Not to mention the ongoing ripping-off of taxpayers by Halliburton, which continues to receive billion-dollar contracts. And let's not forget, at a time when Ahmad Chalabi, the man who fed the US government bogus intelligence, and is suspected of passing U.S. secrets to Iran, is the Oil Minister.
When the president was asked earlier this year why no one in his administration was held accountable for the myriad failures in Iraq, he sounded like Will Farrell's petulant caricature on Saturday Night Live. "Well, we had an accountability moment -- and that's called the 2004 elections."
It's time for Democrats to say no, no, no! You have had no accountability moment!
Let's put an end to the happy talk. Send Dick Cheney back to the bunker, and answer two simple questions: 1) Are we, or are we not, building permanent bases in Iraq?; and 2) What is our exit strategy?
The problem is that senior Democratic leaders are having a really hard time answering those questions, and progressives in this room need to take them on. Hillary Clinton was on CNN last week, where Judy Woodruff asked her the exit-strategy question. Her response was, "You know, I am not one who feels comfortable setting exit strategies. We don't know what we're exiting from. We don't know what the situation is moving toward.... How do we know where we're headed, when we don't know where we are?"
Wow, very existential. But with the greatest respect, Senator Clinton, if you are not comfortable setting exit strategies, can you please direct us to someone who is? Because our soldiers are dying every day, waiting for someone who is comfortable setting an exit strategy. And because our treasury is being drained of hundreds of billions of dollars desperately needed at home. And because this was the wrong war, at the wrong time, in the wrong place, and nothing has changed that.
As Howard Dean told Tim Russert on Meet the Press, "We're in greater danger now because of what's going on in Iraq than we were before."

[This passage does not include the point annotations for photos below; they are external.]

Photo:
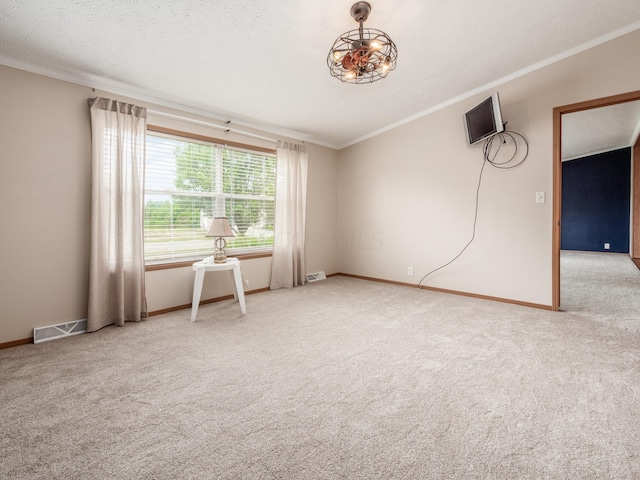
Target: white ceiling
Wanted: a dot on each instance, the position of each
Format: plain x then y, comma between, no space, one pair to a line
600,130
263,63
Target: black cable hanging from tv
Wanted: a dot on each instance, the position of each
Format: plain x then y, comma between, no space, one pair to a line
490,156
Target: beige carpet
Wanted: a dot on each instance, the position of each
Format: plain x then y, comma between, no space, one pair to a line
340,379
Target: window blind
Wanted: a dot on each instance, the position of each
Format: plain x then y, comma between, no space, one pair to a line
189,182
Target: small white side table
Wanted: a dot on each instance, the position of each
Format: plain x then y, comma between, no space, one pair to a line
207,265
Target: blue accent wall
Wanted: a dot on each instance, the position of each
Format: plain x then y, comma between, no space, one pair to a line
595,202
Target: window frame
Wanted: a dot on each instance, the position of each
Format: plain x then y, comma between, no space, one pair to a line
260,252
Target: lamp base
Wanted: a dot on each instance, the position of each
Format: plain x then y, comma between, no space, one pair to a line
220,253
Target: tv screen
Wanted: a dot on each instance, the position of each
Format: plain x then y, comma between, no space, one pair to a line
484,120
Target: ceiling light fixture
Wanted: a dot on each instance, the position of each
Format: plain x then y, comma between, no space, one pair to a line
363,55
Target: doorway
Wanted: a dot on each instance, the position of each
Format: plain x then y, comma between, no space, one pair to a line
557,184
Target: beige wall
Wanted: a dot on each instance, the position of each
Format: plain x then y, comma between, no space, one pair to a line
407,196
45,174
404,198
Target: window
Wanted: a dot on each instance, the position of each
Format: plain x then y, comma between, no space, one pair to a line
188,181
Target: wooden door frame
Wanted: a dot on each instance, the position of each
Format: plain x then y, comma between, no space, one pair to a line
557,183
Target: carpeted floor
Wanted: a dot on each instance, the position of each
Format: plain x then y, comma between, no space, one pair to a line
341,379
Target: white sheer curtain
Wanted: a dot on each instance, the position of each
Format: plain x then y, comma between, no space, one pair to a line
288,266
116,270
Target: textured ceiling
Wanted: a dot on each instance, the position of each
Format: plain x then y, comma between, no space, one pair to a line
264,63
600,130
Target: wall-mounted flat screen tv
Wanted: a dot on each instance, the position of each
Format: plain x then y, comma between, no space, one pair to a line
484,120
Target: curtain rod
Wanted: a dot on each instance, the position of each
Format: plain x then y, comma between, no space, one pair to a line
224,127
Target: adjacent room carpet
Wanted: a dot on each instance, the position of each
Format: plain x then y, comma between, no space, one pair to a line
341,379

And do you know what Tim Russert replied? "Let me stay on your rhetoric." Because Tim Russert and most of the mainstream media would much rather stay on Howard Dean's rhetoric and Howard Dean's personality and Howard Dean's pugnaciousness, than on the insignificant fact that our country is less safe because of our invasion of Iraq.
That's why I love the blogosphere. While the mainstream media is suffering from attention deficit disorder, I promise that we will stay relentlessly on the Iraq story. We'll publish pictures no one will publish, we'll show video no one will show, and we'll stay on it 24/7 until the truth penetrates through the lies and equivocations.

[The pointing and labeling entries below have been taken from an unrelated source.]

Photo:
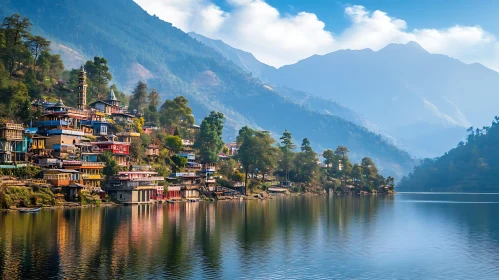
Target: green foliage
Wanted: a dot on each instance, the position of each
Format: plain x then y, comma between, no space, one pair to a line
175,113
256,151
138,100
306,168
227,167
209,142
287,146
174,143
470,167
25,197
99,77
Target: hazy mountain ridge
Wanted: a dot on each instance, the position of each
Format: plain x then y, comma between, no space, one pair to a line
177,64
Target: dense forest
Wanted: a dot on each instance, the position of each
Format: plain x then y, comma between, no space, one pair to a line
473,166
139,46
29,72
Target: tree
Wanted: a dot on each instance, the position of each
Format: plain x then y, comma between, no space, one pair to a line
330,161
174,143
136,150
175,113
111,168
151,114
99,75
255,151
37,44
227,167
138,100
342,152
153,98
287,146
209,142
16,31
306,169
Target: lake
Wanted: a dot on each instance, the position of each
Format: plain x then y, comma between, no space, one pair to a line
404,236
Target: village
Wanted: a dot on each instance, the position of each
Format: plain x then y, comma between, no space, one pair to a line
66,144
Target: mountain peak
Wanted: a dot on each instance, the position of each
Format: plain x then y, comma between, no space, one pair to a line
410,46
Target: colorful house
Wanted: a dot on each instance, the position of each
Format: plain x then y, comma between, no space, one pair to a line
120,150
136,187
13,145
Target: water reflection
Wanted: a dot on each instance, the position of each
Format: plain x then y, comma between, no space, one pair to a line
294,237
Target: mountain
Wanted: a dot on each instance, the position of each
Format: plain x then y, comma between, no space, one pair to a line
243,59
248,62
140,46
409,93
470,167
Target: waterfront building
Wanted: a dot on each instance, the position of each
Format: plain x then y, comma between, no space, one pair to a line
90,172
13,145
136,187
63,127
119,150
62,177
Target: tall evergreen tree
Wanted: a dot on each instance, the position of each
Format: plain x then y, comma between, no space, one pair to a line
99,75
138,100
287,146
209,142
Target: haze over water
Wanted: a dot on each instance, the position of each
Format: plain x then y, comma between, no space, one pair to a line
406,236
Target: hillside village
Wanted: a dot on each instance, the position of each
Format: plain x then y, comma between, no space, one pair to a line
69,138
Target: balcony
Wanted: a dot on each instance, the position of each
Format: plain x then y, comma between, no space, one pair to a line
12,126
128,134
52,123
91,163
91,177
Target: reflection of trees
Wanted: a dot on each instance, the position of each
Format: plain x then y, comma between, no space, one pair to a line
171,240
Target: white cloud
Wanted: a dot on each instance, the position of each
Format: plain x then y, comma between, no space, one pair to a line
277,39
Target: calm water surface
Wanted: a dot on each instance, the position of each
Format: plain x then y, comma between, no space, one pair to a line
406,236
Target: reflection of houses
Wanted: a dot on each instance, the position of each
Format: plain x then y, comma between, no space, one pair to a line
136,187
174,192
190,192
13,146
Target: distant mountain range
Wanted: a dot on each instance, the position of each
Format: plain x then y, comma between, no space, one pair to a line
423,101
140,46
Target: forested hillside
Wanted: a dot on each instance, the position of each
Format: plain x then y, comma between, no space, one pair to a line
473,166
138,46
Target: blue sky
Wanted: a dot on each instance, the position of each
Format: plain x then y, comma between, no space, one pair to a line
282,32
420,13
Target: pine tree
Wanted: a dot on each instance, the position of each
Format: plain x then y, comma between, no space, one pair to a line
138,100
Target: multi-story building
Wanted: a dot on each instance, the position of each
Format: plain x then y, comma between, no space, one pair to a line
63,127
90,172
62,177
136,187
13,145
120,150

And that's the responsibility all of us have -- to keep the pressure on our leaders to stop pussyfooting around, to find their voice and their spine, and to realize that they need to stop choosing caution over boldness -- that they must ignore all siren songs urging them to abandon passion and principal and lurch toward the center. Instead, they must reclaim the Party's true identity and return to the idealism, boldness and generosity of spirit that marked the presidencies of JFK and FDR.